I've got something cooking that I think might be possible within the current general code base framework that should be compatible with owned although having owned shouldn't be necessary to make it work based on how clever the current Nim compiler is at managing data flow analysis built around the AST; another good thing about it is that it isn't a tracing GC, but I think it should be able to support some implementation of async.

Please don't repeat my mistake, no need to implement it when you can already talk about it. ;-)

GordonBGood (orginal) [2019-10-23T16:35:19+02:00] view original

@Araq:

Please don't repeat my mistake, no need to implement it when you can already talk about it. ;-)

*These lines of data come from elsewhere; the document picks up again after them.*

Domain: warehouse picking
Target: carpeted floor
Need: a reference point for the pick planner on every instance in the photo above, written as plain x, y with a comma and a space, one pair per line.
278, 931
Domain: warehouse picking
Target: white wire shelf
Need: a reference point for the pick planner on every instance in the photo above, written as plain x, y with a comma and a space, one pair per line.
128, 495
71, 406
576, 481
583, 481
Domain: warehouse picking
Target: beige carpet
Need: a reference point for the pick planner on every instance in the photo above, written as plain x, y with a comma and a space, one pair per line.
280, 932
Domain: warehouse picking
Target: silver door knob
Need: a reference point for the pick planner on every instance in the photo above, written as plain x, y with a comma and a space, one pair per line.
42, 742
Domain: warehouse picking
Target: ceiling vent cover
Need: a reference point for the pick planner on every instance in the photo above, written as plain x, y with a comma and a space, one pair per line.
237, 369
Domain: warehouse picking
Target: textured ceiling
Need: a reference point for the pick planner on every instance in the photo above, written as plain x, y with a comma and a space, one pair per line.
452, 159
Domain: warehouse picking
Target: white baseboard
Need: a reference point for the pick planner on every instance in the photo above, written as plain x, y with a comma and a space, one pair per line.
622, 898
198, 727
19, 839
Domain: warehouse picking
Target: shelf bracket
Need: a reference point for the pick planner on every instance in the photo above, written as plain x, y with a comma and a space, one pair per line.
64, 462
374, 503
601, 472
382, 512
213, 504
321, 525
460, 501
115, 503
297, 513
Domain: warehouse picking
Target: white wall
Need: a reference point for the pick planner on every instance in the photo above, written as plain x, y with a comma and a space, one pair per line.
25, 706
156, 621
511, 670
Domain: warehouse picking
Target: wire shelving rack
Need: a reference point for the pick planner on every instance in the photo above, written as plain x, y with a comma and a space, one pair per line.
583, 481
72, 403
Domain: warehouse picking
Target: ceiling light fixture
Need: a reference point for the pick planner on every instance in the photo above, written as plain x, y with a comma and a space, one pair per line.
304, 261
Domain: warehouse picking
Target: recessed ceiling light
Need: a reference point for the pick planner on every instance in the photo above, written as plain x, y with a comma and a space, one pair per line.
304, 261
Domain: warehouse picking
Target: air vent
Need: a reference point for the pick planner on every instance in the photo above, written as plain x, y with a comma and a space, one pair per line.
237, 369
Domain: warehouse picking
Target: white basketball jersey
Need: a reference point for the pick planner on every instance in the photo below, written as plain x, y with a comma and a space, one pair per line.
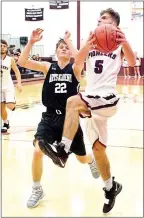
5, 73
102, 70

I really do like to back up my "talking" with little "mini-experiments" in code to prove and develop the concepts, but I'll have to think more about how to do it simply, as otherwise it needs compiler help. Meanwhile...

I'll just throw the idea out and hopefully it isn't too laughable, as follows:

We seem to be agreed that we would prefer not to just implement Yet Another Gar(bage) Collector (YAGarC), as we seem to have an excess of them that can be used in Boehm, GoGC, and now "araqgc", which I'm sure can be made to work. All of them will trade computational overheads, against latency, against throughput, and we've grown to not really like any of them, plus any of them can be chosen for those who truly love GC's.

This has nothing to do with allocators, of which any of the Nim native one, malloc, mi-malloc, or some other new invented one can be used as appropriate, they all do the same job in providing heap memory when asked for it and freeing it when desired along with a couple of "tweaks" like resizing and reallocating; they just again provide various trade-offs and the new "mi-malloc" seamingly a very good one.

The idea of "hooks" strikes my fancy, and in particular the newObjHook that when asked for memory returns a pointer to a free area of the requested size, but is well able to have an "extra" attached structure "head" containing anything we desire and do anything else on the side at the same time such as creating and using pointer structures, tables, etc.

I don't particularly like the transverseObjHook even when it works as it would only seem to be of use in implementing GC's as in requesting a Mark phase or a Sweep phase. Remember, We don't really want YAGarC!

We both really like the current destructor/copy/move semantics, which also is what really helped make the owned ref B/D reasonably easy to implement; however, although I still like it and think B/D can be combined with this idea in order to optimize non-shared ownership, this idea (kind of) extends it to efficiently "cloning" ownership.

So I propose a new destroyObjHook (instead of transverseObjHook or as well as) that gets called only for ref's when they go out of scope or at the end of proc's just as destructors get called for "nominal" types. If the compiler can figure out when it time to call =destroy on those types (or inject a =destroy when there isn't one), it should be able to easily do this just for the ref type. But wait for it, this isn't all...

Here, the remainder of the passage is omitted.